Jam-Filled Love in Every Bite:
These Valentine’s Day Heart Thumbprint Cookies are a sweet celebration in cookie form. Buttery, tender, and lightly crisp at the edges, they’re made even more magical with a heart-shaped center filled with your favorite jam. Whether you use blueberry, raspberry, or a combo of both, they’re a festive (and year-round-worthy) treat that looks as lovely as it tastes.
1½ cups all-purpose flour (scooped and leveled)

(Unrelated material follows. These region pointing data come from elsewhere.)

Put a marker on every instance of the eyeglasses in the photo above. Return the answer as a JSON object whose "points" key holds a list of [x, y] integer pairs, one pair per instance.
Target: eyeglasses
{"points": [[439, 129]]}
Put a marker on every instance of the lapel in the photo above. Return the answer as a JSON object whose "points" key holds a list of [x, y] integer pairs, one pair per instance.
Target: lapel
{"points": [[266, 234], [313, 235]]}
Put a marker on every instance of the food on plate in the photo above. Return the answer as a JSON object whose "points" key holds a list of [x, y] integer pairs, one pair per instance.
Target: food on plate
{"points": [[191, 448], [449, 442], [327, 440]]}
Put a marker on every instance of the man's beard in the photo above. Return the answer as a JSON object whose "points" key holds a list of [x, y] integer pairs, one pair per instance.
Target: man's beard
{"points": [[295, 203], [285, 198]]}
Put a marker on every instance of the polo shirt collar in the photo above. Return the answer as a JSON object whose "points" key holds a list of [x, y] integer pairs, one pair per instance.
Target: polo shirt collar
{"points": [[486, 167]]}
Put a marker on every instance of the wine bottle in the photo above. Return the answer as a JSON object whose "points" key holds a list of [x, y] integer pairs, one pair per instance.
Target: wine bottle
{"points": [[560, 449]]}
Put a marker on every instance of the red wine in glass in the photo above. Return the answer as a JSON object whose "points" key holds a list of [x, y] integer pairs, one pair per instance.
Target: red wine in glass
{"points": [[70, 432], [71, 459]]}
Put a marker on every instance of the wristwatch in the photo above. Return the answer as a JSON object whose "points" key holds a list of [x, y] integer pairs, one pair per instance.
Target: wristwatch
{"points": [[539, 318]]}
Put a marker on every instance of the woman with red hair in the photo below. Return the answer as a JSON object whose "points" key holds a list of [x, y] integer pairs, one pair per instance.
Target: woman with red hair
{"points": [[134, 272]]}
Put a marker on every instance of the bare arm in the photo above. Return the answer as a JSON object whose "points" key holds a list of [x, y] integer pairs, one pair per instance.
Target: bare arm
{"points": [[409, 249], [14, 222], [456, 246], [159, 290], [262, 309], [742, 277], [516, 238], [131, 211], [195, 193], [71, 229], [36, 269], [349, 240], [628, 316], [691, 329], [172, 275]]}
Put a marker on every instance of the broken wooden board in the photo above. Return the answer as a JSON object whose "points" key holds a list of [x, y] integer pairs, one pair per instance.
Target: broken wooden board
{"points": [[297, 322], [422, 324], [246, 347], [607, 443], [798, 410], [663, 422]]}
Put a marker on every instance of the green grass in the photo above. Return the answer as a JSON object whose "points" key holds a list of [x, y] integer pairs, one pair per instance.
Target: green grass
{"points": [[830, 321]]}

1½ cups almond flour (scooped and leveled)
1 tsp salt
1 cup unsalted butter, softened
½ cup + 2 tbsp granulated sugar
1 tsp vanilla extract
½ tsp almond extract
⅔ cup jam (blueberry, raspberry, or your favorite)
Optional Twists:
Mix two jams for a marbled heart effect
Add a pinch of lemon zest to the dough for brightness
Dip half of each cookie in melted white chocolate after baking for an extra treat
Preheat oven to 350°F (175°C) and line a baking sheet with parchment paper.
In a bowl, whisk together all-purpose flour, almond flour, and salt.
In another bowl, cream softened butter and sugar until light and fluffy (about 2-3 minutes).
Beat in vanilla and almond extracts. Gradually add the dry ingredients and mix until a soft dough forms.
Roll dough into 1-inch balls and place on the baking sheet. Use your thumb or the back of a small spoon to make a heart-shaped indent in the center of each.
Fill each heart with about ½ teaspoon of jam.
Bake for 12–14 minutes or until edges are just golden. Cool completely before serving.